To obtain correctness labels, we use GPT-4o mini as an automatic judge. Given a question, its reference answer, and the response generated by the evaluated D-LLM, GPT-4o mini is prompted to determine whether the generated response is semantically consistent with the reference answer. The judge is instructed to focus on factual correctness rather than surface-form overlap, so that paraphrases, abbreviations, or equivalent expressions are not incorrectly marked as wrong.
To improve label reliability, we adopt a conservative re-evaluation procedure. Responses initially judged as incorrect are sent to GPT-4o mini for a second judgment with the same question, reference answer, and generated response. If the two judgments are inconsistent, the example is discarded from the final evaluation set. After this filtering step, the remaining annotated examples are used as the final evaluation set for TRE and all applicable baselines.

Feature Extraction and Scoring.

TRE does not require detector training.

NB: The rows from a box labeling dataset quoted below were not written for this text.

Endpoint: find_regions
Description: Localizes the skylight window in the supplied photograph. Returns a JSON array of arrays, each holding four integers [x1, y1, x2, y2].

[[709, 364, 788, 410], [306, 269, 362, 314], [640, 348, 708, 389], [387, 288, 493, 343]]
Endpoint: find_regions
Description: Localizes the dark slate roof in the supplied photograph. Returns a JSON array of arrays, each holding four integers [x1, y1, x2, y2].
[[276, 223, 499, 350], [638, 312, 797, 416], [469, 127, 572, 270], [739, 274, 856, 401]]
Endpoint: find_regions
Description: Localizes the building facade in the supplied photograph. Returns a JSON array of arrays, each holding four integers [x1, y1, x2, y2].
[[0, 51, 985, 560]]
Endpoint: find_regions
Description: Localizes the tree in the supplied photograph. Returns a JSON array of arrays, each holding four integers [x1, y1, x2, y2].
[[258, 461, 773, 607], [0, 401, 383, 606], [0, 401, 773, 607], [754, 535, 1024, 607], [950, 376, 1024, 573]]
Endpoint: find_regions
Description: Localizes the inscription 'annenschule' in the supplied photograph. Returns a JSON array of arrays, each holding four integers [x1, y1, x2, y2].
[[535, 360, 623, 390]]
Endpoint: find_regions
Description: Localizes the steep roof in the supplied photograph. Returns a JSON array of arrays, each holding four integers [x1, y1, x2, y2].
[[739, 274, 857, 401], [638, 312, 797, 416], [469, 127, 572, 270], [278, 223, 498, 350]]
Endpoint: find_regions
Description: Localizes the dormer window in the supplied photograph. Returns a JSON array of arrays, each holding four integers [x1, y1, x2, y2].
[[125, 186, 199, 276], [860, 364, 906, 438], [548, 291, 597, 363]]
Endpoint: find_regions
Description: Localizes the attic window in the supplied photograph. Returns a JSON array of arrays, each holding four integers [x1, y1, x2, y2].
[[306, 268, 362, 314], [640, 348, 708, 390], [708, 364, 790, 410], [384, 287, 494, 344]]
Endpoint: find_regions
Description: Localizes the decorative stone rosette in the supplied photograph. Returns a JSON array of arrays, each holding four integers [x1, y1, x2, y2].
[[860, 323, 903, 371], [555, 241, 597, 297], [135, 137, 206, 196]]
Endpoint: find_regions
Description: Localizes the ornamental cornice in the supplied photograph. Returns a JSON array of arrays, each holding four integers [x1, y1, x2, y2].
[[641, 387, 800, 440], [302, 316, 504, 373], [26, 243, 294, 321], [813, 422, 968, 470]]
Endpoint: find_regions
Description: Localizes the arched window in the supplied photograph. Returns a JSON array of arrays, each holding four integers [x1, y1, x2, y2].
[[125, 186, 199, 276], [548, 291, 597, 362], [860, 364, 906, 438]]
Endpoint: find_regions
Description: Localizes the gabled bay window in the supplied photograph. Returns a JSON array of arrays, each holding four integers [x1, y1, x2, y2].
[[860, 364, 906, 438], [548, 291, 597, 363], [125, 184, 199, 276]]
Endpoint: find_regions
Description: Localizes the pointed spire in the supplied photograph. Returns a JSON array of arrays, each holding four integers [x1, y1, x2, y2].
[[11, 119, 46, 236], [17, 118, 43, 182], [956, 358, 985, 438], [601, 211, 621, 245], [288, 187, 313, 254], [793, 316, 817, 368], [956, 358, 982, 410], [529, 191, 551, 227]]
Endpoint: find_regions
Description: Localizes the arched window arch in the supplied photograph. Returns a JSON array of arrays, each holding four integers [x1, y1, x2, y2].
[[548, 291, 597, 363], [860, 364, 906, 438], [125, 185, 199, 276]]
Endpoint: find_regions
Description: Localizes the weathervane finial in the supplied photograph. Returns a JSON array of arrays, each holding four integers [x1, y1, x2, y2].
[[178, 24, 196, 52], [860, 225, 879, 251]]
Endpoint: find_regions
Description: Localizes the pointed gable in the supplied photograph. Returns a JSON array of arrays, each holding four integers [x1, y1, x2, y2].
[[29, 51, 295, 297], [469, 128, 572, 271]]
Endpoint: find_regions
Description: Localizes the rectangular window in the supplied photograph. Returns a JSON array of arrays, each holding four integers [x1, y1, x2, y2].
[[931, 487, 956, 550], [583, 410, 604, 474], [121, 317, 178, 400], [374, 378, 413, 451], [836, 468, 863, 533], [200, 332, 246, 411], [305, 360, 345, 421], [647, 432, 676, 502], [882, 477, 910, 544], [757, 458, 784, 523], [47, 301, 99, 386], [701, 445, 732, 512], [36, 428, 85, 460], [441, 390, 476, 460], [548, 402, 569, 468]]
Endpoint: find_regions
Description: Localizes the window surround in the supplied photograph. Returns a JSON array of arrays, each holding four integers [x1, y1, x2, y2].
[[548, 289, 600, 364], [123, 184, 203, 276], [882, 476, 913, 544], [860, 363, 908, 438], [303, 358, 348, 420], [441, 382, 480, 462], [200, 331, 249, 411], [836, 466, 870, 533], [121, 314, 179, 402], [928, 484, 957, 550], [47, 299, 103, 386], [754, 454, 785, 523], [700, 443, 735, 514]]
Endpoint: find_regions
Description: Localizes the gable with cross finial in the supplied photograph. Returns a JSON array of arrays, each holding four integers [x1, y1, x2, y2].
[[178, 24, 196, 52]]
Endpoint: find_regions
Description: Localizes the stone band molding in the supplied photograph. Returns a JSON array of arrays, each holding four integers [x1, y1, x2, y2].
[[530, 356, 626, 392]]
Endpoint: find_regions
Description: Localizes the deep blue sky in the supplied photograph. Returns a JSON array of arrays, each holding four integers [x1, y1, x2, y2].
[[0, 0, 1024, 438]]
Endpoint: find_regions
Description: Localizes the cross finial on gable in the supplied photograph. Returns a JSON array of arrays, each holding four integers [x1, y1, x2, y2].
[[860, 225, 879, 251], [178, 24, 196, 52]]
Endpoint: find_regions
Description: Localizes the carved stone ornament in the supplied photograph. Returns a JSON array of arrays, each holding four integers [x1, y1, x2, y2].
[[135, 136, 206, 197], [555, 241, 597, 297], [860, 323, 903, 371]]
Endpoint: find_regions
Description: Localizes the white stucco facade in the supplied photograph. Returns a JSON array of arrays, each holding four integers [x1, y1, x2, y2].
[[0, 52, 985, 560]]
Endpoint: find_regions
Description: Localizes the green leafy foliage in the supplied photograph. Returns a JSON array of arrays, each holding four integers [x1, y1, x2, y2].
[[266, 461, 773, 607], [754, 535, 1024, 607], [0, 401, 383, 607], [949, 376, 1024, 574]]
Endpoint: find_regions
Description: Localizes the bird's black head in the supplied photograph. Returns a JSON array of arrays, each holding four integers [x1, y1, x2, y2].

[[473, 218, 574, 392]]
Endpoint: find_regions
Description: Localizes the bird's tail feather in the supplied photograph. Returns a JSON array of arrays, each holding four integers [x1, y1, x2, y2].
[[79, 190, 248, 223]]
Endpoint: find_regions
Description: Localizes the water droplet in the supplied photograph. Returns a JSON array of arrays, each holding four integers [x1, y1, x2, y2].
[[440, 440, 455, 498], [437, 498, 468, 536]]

It directly computes hallucination detection scores from intermediate denoising information collected during the original D-LLM generation process. Thus, no task-specific parameter update or additional supervised training is performed for TRE .

Computational Environment.

All experiments are implemented with PyTorch and the HuggingFace Transformers library. Model inference, feature extraction, and detector scoring are conducted on a single NVIDIA Quadro RTX 6000 GPU with 24GB VRAM. Due to this single-GPU setting, experiments are run sequentially rather than in large-scale parallel batches.
We do not compare with [10,12], because their source code is not publicly available at the time of our experiments. Including these methods without official implementations would require nontrivial re-implementation choices and could introduce unfair or unreliable comparisons.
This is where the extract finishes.